Bahwa Rasulullah shallallahu ‘alaihi wasallam berjalan melewati seorang laki-laki dari golongan kaum Anshar yang sedang menasihati saudaranya tentang sifat malu. Kemudian Rasulullah shallallahu ‘alaihi wasallam bersabda, “Biarkanlah ia, sebab sesungguhnya sifat malu itu termasuk iman.” (Muttafaq ‘alaih).
Bahasa Hadits
يَعِظُ
Menjelaskan kepadanya tentang kerugian akibat sifat malunya itu, dan tampaknya ia malu secara berlebihan.
الحَيَاء
Sifat dalam hati yang menghalangi seseorang melakukan sesuatu yang dianggapnya buruk.
دَعْهُ
Biarkan dia, jangan cegah dia, dan abaikan rasa malunya.
مِنَ الإيمَانِ
Satu bagian dari iman (merupakan salah satu sifat seorang mu’min).
Faidah Hadits
1. Keutamaan rasa malu, dan bahwa rasa malu itu adalah bagian dari kesempurnaan iman, karena rasa malu menghentikan seseorang dari berbuat maksiat dan mendorongnya untuk berbuat taat.
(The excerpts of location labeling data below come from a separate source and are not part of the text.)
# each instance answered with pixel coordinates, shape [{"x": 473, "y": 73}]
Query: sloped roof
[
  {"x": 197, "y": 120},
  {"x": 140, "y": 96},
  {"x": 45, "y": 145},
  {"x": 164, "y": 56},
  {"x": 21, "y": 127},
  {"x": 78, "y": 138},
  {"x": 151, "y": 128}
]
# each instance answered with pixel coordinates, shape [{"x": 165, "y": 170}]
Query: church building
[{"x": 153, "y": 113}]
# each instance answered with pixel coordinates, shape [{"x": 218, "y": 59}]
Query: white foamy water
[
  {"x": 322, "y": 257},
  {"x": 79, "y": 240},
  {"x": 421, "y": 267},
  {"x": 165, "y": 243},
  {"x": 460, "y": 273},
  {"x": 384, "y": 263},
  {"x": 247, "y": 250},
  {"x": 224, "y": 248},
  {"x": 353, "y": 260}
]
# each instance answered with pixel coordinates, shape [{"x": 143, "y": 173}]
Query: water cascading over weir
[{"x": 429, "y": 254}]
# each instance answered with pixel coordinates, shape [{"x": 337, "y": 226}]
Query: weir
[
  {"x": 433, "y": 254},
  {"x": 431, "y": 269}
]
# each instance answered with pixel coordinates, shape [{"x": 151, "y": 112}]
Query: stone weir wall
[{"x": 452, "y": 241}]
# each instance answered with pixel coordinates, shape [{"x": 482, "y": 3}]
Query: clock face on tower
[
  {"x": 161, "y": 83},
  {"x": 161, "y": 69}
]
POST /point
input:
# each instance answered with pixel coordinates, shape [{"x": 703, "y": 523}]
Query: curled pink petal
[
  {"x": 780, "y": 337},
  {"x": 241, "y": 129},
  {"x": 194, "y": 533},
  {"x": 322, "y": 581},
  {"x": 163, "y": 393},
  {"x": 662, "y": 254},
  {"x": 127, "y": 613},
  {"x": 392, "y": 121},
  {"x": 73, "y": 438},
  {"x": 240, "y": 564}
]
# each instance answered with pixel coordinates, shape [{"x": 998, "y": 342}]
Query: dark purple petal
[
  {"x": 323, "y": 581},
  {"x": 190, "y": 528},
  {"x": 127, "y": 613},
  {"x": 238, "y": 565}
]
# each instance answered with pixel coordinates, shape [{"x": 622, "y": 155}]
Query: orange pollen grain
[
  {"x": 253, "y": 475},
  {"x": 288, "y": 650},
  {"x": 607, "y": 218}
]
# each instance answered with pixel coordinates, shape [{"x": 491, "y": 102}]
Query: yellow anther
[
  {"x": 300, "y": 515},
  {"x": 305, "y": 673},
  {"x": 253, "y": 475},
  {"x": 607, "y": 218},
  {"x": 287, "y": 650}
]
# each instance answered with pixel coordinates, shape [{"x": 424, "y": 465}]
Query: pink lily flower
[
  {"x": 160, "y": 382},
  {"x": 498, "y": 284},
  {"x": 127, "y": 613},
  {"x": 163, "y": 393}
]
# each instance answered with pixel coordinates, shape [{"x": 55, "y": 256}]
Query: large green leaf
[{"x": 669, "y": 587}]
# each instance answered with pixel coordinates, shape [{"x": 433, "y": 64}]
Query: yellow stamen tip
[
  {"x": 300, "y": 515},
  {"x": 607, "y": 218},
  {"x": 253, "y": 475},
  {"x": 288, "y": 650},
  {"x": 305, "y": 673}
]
2. Rasa malu adalah fitrah dan insting pada manusia, tetapi ia berkembang dan bertambah dengan berakhlak, memiliki, dan terikat dengan adab syariat.
Wallahu ‘alam bi as-shawab.
Rujukan:
al-Bugha, Dr. Musthafa dkk. Nuzhatul Muttaqin Syarh Riyadhus Shalihin.